Independent Australian and global macro analysis

Tuesday, October 2, 2018

RBA on hold: growth strong but progress to remain gradual

For the 24th consecutive meeting, the Reserve Bank of Australia (RBA) maintained its official cash rate at 1.5% in October. The result was unanimously expected by markets and all 25 economists surveyed by Bloomberg Australia.


There were few changes in today's statement compared to last month. Since the last meeting, the National Accounts for the June quarter were released, which showed annual growth in the domestic economy increased by the fastest pace in nearly 6-years at 3.4%. This outcome was a little stronger than the RBA's forecast, and their expectation is that growth will continue to run above 3% in 2018 and 2019. The growth outlook is supported by non-mining business investment, public infrastructure spending, and resources exports. The household sector, facing slow income growth and high debt levels, remains the greatest source of uncertainty. 

Despite the robust growth outlook, the RBA notes that while the unemployment rate — currently at 5.3% — is trending lower, it retains that view that progress towards full-employment — estimated at around 5% — will occur gradually over the next couple of years. Similarly, while the RBA notes that wages growth has lifted a little, it continues to expect that faster increases will occur gradually in line with the strengthening in the economy. 

On inflation, the RBA has previously stated that it expects near-term inflation to decline due to once-off declines in administered prices (areas impacted by government policy). On that basis, last month's statement estimated headline inflation to fall to 1.75%Y/Y in Q3 but that figure was removed in today's release.

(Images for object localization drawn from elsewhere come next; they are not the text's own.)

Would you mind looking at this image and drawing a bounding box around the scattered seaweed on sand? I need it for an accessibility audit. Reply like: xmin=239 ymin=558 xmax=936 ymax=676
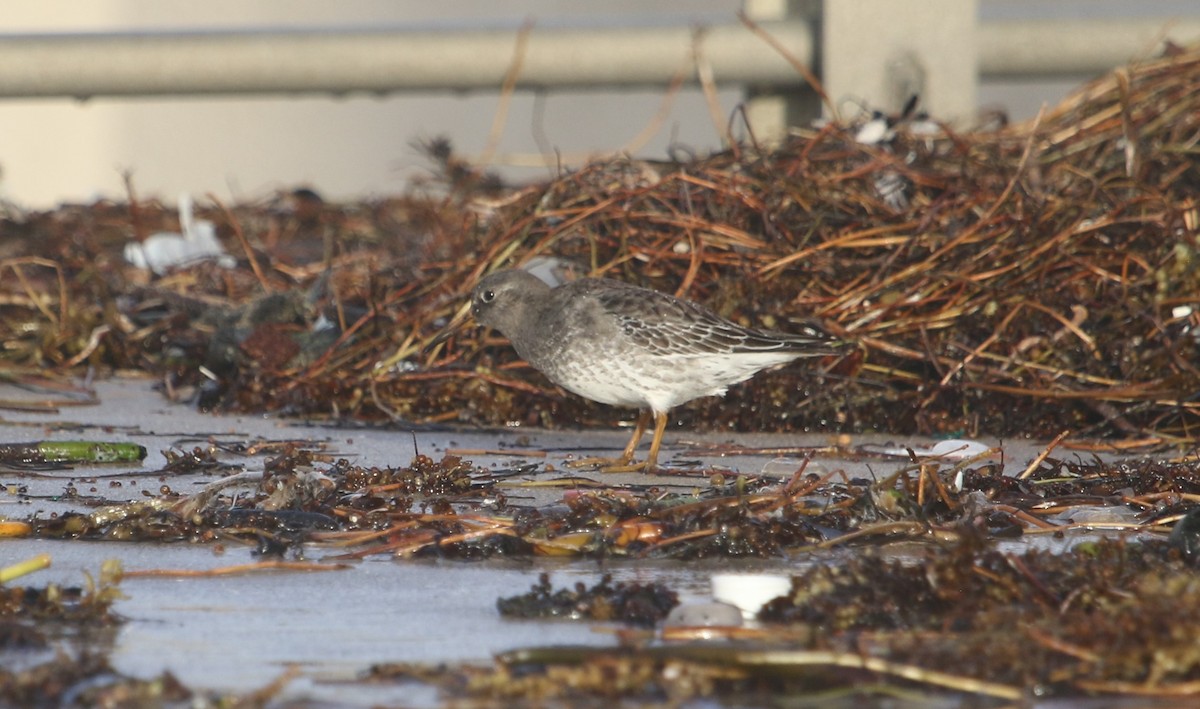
xmin=0 ymin=559 xmax=124 ymax=628
xmin=367 ymin=536 xmax=1200 ymax=705
xmin=0 ymin=560 xmax=182 ymax=705
xmin=17 ymin=445 xmax=1198 ymax=560
xmin=14 ymin=438 xmax=1200 ymax=702
xmin=497 ymin=573 xmax=678 ymax=627
xmin=0 ymin=560 xmax=306 ymax=705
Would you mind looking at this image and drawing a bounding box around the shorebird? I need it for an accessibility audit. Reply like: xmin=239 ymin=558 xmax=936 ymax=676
xmin=451 ymin=269 xmax=848 ymax=471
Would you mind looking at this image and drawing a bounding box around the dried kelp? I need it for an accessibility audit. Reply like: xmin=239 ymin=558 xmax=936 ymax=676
xmin=1 ymin=46 xmax=1198 ymax=445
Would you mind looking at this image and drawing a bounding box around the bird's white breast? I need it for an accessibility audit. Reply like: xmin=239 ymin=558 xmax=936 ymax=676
xmin=544 ymin=346 xmax=799 ymax=414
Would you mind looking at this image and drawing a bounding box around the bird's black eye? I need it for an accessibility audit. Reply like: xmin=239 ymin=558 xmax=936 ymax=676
xmin=480 ymin=289 xmax=496 ymax=303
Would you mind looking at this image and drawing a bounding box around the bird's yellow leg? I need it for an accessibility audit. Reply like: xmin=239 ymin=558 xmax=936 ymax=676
xmin=567 ymin=411 xmax=651 ymax=472
xmin=642 ymin=411 xmax=669 ymax=471
xmin=620 ymin=410 xmax=651 ymax=462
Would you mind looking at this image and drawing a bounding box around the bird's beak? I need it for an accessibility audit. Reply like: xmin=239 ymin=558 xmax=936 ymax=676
xmin=423 ymin=300 xmax=474 ymax=355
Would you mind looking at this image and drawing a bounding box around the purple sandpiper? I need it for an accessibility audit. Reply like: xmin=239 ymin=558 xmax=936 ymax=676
xmin=461 ymin=269 xmax=849 ymax=471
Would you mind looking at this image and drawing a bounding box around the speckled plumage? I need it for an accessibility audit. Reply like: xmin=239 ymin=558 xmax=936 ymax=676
xmin=470 ymin=269 xmax=848 ymax=470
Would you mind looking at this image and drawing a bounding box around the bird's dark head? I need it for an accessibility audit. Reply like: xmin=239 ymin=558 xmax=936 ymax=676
xmin=424 ymin=268 xmax=554 ymax=354
xmin=470 ymin=269 xmax=553 ymax=339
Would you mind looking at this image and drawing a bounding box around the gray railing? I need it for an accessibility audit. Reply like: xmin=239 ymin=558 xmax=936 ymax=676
xmin=0 ymin=4 xmax=1196 ymax=135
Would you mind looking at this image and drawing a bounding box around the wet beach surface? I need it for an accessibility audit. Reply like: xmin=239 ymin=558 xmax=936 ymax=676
xmin=1 ymin=378 xmax=1171 ymax=706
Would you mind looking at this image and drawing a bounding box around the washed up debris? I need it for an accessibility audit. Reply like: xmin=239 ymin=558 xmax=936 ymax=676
xmin=0 ymin=440 xmax=146 ymax=466
xmin=122 ymin=560 xmax=351 ymax=579
xmin=0 ymin=553 xmax=49 ymax=584
xmin=496 ymin=573 xmax=678 ymax=628
xmin=0 ymin=371 xmax=100 ymax=413
xmin=0 ymin=521 xmax=33 ymax=539
xmin=13 ymin=443 xmax=1195 ymax=560
xmin=0 ymin=556 xmax=269 ymax=706
xmin=0 ymin=559 xmax=124 ymax=621
xmin=1168 ymin=507 xmax=1200 ymax=560
xmin=709 ymin=573 xmax=792 ymax=621
xmin=866 ymin=439 xmax=995 ymax=461
xmin=376 ymin=536 xmax=1200 ymax=705
xmin=663 ymin=601 xmax=744 ymax=629
xmin=370 ymin=638 xmax=1023 ymax=704
xmin=123 ymin=193 xmax=235 ymax=275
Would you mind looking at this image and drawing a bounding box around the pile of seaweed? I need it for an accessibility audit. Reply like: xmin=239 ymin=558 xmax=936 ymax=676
xmin=1 ymin=45 xmax=1198 ymax=443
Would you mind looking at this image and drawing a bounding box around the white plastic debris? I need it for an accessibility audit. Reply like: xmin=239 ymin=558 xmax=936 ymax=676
xmin=925 ymin=439 xmax=994 ymax=460
xmin=873 ymin=439 xmax=996 ymax=461
xmin=710 ymin=573 xmax=792 ymax=621
xmin=664 ymin=601 xmax=744 ymax=628
xmin=854 ymin=112 xmax=894 ymax=145
xmin=124 ymin=193 xmax=236 ymax=275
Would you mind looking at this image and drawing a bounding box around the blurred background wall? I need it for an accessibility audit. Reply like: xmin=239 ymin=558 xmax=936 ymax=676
xmin=0 ymin=0 xmax=1196 ymax=208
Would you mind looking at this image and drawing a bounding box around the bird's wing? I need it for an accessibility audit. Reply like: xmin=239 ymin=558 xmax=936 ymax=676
xmin=581 ymin=280 xmax=841 ymax=358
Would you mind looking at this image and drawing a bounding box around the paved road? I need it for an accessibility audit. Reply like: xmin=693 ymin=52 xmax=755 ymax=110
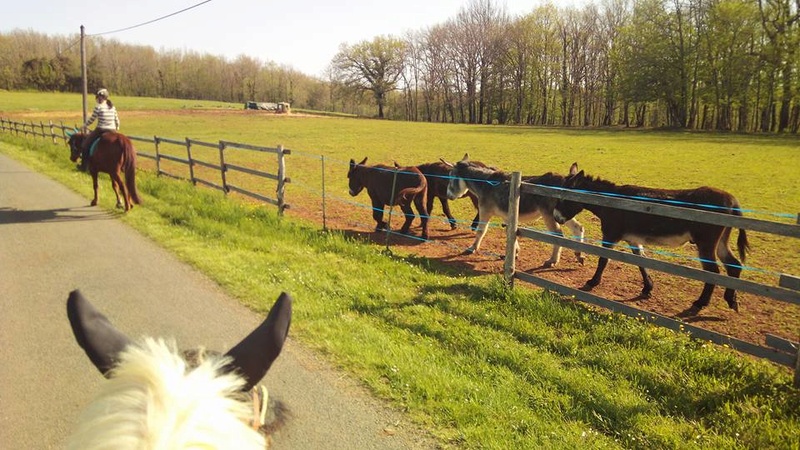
xmin=0 ymin=151 xmax=435 ymax=449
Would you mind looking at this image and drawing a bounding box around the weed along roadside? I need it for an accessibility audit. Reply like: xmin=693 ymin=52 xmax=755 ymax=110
xmin=2 ymin=101 xmax=800 ymax=447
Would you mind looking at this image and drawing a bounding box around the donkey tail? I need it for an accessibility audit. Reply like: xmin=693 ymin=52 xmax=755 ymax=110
xmin=731 ymin=199 xmax=749 ymax=262
xmin=394 ymin=172 xmax=427 ymax=205
xmin=121 ymin=136 xmax=141 ymax=205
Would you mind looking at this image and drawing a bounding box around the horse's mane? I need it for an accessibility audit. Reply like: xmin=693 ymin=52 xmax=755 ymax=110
xmin=67 ymin=338 xmax=266 ymax=450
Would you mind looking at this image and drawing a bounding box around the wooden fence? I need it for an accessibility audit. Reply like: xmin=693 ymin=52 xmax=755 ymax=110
xmin=501 ymin=172 xmax=800 ymax=387
xmin=0 ymin=118 xmax=290 ymax=215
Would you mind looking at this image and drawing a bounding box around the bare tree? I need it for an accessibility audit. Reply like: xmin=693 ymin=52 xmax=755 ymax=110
xmin=331 ymin=36 xmax=407 ymax=118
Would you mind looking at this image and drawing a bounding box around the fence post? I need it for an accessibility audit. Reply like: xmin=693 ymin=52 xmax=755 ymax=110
xmin=504 ymin=172 xmax=522 ymax=286
xmin=795 ymin=347 xmax=799 ymax=388
xmin=277 ymin=144 xmax=287 ymax=216
xmin=40 ymin=121 xmax=45 ymax=139
xmin=49 ymin=120 xmax=56 ymax=144
xmin=154 ymin=136 xmax=162 ymax=176
xmin=321 ymin=155 xmax=327 ymax=231
xmin=185 ymin=138 xmax=196 ymax=185
xmin=60 ymin=121 xmax=67 ymax=144
xmin=218 ymin=141 xmax=228 ymax=194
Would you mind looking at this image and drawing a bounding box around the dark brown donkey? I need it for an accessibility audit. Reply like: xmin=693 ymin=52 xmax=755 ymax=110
xmin=414 ymin=162 xmax=480 ymax=230
xmin=553 ymin=163 xmax=749 ymax=315
xmin=348 ymin=157 xmax=429 ymax=239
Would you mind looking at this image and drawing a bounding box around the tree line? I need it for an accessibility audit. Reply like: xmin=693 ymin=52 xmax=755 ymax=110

It now simply states that inflation in 2018 is expected to be "a little lower than otherwise", which likely reflects some mitigation from recent increases in petrol prices.

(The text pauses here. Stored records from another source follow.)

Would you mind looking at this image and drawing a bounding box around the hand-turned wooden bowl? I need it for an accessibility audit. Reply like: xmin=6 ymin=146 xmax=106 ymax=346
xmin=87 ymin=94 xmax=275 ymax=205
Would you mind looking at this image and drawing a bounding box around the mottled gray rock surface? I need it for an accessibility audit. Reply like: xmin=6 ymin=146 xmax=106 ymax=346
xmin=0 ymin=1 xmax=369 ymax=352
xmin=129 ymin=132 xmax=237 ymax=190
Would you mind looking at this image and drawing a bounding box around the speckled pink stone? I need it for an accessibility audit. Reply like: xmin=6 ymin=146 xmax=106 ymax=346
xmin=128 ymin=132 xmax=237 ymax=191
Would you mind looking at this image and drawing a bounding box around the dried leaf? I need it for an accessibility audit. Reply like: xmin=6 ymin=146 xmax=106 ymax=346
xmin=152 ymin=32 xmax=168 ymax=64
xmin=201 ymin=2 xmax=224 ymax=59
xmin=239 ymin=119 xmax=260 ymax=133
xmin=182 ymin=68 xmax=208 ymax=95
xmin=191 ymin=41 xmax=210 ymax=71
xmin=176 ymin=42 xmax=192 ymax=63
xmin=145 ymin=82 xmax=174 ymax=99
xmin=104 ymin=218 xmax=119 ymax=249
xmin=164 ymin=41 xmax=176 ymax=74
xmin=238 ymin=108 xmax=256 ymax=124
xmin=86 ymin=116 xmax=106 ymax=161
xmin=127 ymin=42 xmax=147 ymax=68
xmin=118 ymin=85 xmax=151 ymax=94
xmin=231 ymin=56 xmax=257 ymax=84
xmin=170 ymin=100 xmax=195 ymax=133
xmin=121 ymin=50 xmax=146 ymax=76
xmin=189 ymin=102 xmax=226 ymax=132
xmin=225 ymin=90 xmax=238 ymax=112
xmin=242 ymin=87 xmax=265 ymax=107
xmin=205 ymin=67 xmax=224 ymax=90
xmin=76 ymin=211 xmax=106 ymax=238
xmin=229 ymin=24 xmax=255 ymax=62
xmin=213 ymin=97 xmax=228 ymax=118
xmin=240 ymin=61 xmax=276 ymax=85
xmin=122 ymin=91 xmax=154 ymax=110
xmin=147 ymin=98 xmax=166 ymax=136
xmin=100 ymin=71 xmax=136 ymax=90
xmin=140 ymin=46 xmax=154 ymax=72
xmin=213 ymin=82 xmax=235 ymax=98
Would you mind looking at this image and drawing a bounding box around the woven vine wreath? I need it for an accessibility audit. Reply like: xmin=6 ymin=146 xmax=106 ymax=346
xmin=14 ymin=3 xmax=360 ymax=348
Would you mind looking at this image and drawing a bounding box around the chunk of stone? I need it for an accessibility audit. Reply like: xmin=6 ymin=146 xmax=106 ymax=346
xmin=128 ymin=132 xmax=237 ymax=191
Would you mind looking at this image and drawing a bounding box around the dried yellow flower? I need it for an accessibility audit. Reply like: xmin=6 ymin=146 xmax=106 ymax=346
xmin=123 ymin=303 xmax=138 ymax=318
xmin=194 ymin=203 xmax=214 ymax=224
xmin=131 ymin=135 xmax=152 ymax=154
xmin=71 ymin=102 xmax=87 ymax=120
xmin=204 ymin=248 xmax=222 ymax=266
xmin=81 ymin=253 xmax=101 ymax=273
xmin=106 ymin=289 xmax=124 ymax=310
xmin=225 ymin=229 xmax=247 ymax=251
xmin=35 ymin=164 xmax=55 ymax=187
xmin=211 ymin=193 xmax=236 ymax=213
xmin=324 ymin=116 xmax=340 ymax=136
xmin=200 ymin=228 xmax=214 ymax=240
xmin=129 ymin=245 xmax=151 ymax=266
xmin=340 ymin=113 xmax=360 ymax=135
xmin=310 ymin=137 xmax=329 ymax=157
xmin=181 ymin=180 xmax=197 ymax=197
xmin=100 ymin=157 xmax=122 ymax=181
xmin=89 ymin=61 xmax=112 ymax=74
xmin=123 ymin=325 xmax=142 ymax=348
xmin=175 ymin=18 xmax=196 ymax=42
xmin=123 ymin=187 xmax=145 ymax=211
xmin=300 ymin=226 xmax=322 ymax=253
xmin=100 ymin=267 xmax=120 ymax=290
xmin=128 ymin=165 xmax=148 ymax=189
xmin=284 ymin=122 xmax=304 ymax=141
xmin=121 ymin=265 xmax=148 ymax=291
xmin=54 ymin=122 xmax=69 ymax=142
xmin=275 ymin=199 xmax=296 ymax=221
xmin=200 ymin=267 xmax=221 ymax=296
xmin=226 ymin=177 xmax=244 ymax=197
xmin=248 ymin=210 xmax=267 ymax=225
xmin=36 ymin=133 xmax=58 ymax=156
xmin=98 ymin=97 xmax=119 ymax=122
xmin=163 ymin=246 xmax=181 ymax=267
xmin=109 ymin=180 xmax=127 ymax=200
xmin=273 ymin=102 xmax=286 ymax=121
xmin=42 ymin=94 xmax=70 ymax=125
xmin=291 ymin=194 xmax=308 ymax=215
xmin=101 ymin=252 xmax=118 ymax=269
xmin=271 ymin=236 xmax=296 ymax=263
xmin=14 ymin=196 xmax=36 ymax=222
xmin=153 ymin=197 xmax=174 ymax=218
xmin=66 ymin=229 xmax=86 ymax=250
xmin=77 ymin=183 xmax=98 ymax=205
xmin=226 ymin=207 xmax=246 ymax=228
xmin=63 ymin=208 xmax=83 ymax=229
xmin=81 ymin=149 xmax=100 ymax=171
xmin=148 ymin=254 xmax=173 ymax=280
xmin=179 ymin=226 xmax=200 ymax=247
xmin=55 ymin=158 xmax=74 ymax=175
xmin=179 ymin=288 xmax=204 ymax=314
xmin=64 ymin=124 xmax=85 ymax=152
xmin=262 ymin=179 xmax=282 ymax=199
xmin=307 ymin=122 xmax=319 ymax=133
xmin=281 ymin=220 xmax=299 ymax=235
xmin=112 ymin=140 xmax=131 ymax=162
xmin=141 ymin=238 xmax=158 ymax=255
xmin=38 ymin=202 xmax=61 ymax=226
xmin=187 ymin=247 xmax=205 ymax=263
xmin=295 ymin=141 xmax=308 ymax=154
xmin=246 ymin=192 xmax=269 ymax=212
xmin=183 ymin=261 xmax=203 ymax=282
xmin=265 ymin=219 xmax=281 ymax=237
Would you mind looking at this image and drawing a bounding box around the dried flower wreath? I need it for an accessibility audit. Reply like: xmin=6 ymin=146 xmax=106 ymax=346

In the property market, its commentary was adjusted to highlight the contrast between the owner-occupier and investor segments. While credit growth to owner-occupiers "remains robust", investor demand "has slowed noticeably". More generally, today's statement made a change noting that it is credit conditions rather than lending standards that are now "tighter than they have been for some time".

The final paragraph was unchanged reiterating the view that further progress in reducing the nation's unemployment rate and lifting inflation back towards target is likely to be gradual. Market pricing on cash rate futures currently points to the RBA remaining on hold at 1.5% for at least the next 18-months.